Trevalin se quedó desconcertado al principio. Luego recordó.
—¡Maldición! Lo había olvidado por completo. —Apartó la espada que se le ofrecía y se aproximó más al joven, al que habló en voz baja—. Escúchame, Steel. No digas una palabra a nadie. Su señoría habrá olvidado también todo el asunto. En cuanto a la Señora de la Noche… Bueno, llegará a oídos de Ariakan tu valerosa actuación de hoy. ¿Que importa la pérdida de un insignificante mago comparada con el duelo entre tú y Tanis el Semielfo? ¡Un duelo del que saliste vencedor!
—Soy vuestro prisionero, subcomandante. —La actitud de Steel era fría, sosegada.
—¡Maldita sea, Brightblade! —empezó Trevalin, exasperado.
Steel desabrochó el cinturón de la espada y sostuvo el arma en sus manos.
—De acuerdo, Brightblade —asintió Trevalin en voz baja—. Estás bajo arresto. Pero a la primera oportunidad que tenga, yo, personalmente, hablaré a lord Ariakan en tu favor, le pediré que tome en cuenta tu bravura…
—No lo hagáis, subcomandante, por favor —dijo Steel en el mismo tono helado—. Os lo agradezco, pero os pido no digáis nada. Milord pensaría que estoy suplicando por mi vida. Llevadme dondequiera que tengan a los prisioneros.
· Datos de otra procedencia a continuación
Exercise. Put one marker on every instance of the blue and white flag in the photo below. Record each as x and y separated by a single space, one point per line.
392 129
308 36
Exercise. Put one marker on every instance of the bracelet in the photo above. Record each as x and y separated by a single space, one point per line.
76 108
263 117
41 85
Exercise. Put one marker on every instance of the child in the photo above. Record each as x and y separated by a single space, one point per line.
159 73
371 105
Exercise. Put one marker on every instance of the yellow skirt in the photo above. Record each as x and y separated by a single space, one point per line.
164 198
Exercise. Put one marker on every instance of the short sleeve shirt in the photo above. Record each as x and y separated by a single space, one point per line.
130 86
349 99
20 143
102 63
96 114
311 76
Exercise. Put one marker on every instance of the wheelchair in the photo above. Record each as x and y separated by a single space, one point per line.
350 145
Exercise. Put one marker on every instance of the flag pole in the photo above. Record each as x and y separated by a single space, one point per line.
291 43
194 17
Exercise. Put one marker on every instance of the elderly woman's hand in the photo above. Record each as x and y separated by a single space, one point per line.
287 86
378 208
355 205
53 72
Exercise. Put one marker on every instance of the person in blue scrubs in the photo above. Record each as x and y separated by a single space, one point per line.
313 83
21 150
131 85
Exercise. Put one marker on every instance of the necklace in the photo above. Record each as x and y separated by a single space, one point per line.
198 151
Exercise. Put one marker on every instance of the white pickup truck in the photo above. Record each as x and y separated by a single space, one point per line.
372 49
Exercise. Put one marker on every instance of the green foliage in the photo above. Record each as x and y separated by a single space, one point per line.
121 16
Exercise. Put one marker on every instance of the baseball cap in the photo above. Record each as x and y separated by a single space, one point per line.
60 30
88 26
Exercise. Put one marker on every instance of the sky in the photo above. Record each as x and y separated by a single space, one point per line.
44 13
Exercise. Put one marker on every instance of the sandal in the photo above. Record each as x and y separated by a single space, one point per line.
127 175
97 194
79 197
—Está bien —repuso Trevalin tras un momento de pausa, esperando, confiando, que Steel cambiara de opinión—. Si es eso lo que quieres…
Trevalin indicó a Steel con un gesto que caminara delante de él y señaló la puerta que había al otro lado del patio.
Fuera de la torre sonaron el toque de trompetas y los gritos de los hombres celebrando la victoria. Steel oyó el trapaleo de cascos. Lord Ariakan se aproximaba, cabalgando triunfante, como un conquistador, a la fortaleza en la que antaño había entrado como conquistado.
Steel no esperó a presenciar su entrada. No quería echar a perder el momento, no quería que su señor, en la cumbre de su gloria, lo viera a él en su deshonra. Con la cabeza levantada y el gesto firme, Steel cruzó las losas teñidas de carmesí hacia las celdas de la Torre del Sumo Sacerdote.